DC-8 | |
---|---|
An Air Jamaica DC-8-62H approaching London Heathrow Airport in 1978 | |
Role | Narrow-body jet airliner |
National origin | United States |
Manufacturer |
Douglas Aircraft Company McDonnell Douglas |
First flight | May 30, 1958 |
Introduction | September 18, 1959, with Delta Air Lines and United Airlines |
Status | In limited use as cargo and private aircraft |
Primary users |
United Airlines (historical) UPS Airlines (historical) Delta Air Lines (historical) |
Produced | 1958–72 |
Number built | 556 |
The Douglas DC-8 (also known as the McDonnell Douglas DC-8) is a four-engine long-range narrow-body jet airliner built from 1958 to 1972 by the Douglas Aircraft Company. Launched after the competing Boeing 707, the DC-8 nevertheless kept Douglas in a strong position in the airliner market, and remained in production until 1972 when it began to be superseded by larger wide-body designs, including the Boeing 747, McDonnell Douglas DC-10 and Lockheed L-1011 TriStar. The DC-8's design allowed it a slightly larger cargo capacity than the 707 and some re-engined DC-8s are still in use as freighters.

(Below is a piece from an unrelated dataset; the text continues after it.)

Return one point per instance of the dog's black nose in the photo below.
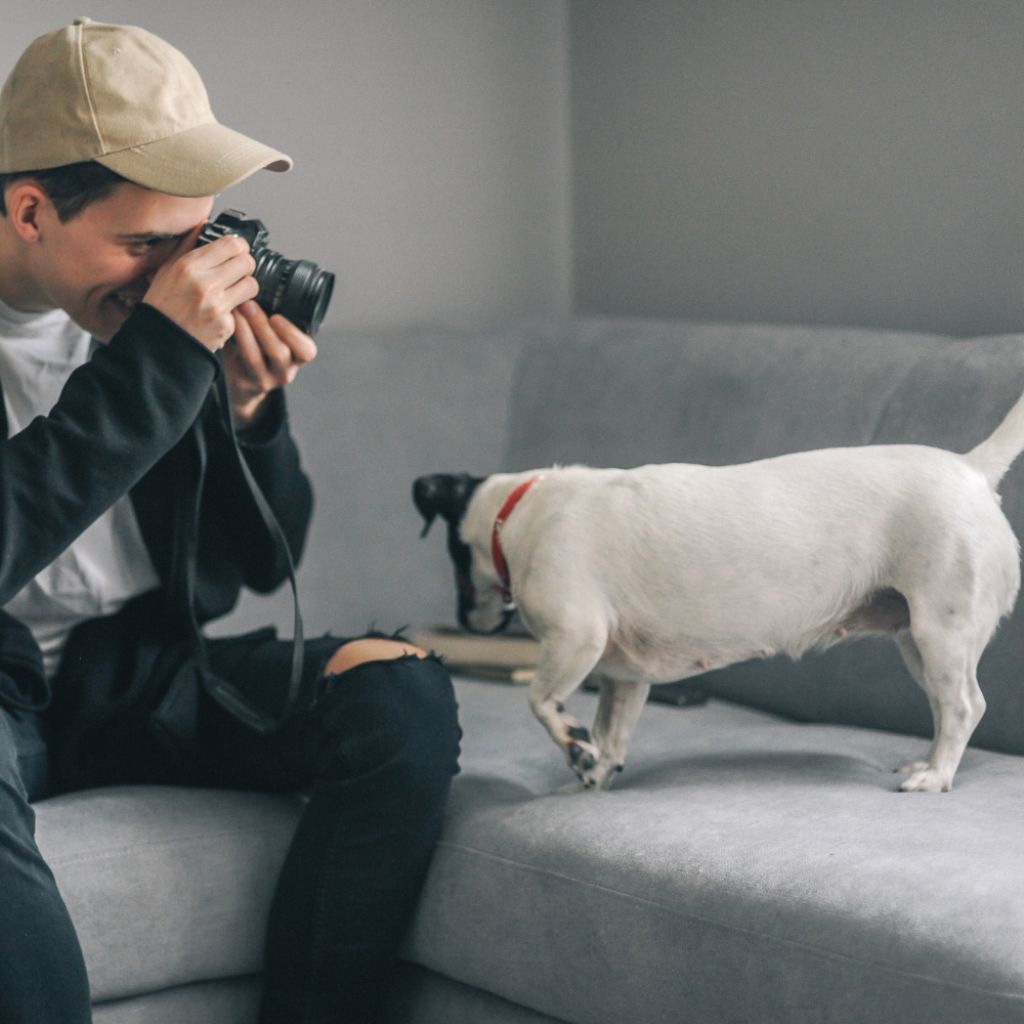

After World War II Douglas had a commanding position in the commercial aviation market. Boeing had pointed the way to the modern all-metal airliner in 1933 with its Model 247, but Douglas, more than any other company, made commercial air travel a reality. Douglas produced a succession of piston-engined aircraft (DC-2, DC-3, DC-4, DC-5, DC-6, and DC-7) through the 1930s, 1940s, and 1950s. When de Havilland flew the first jet airliner, the Comet, in 1949, Douglas felt no need to rush into anything new. Their U.S. competitors at Lockheed and Convair felt the same way: that there would be a gradual switch from piston engines to turbines, and that the switch would be to the more fuel-efficient turboprop engines rather than pure jets. All three companies were working on a new generation of piston-engined designs, with an eye to turboprop conversion in the future.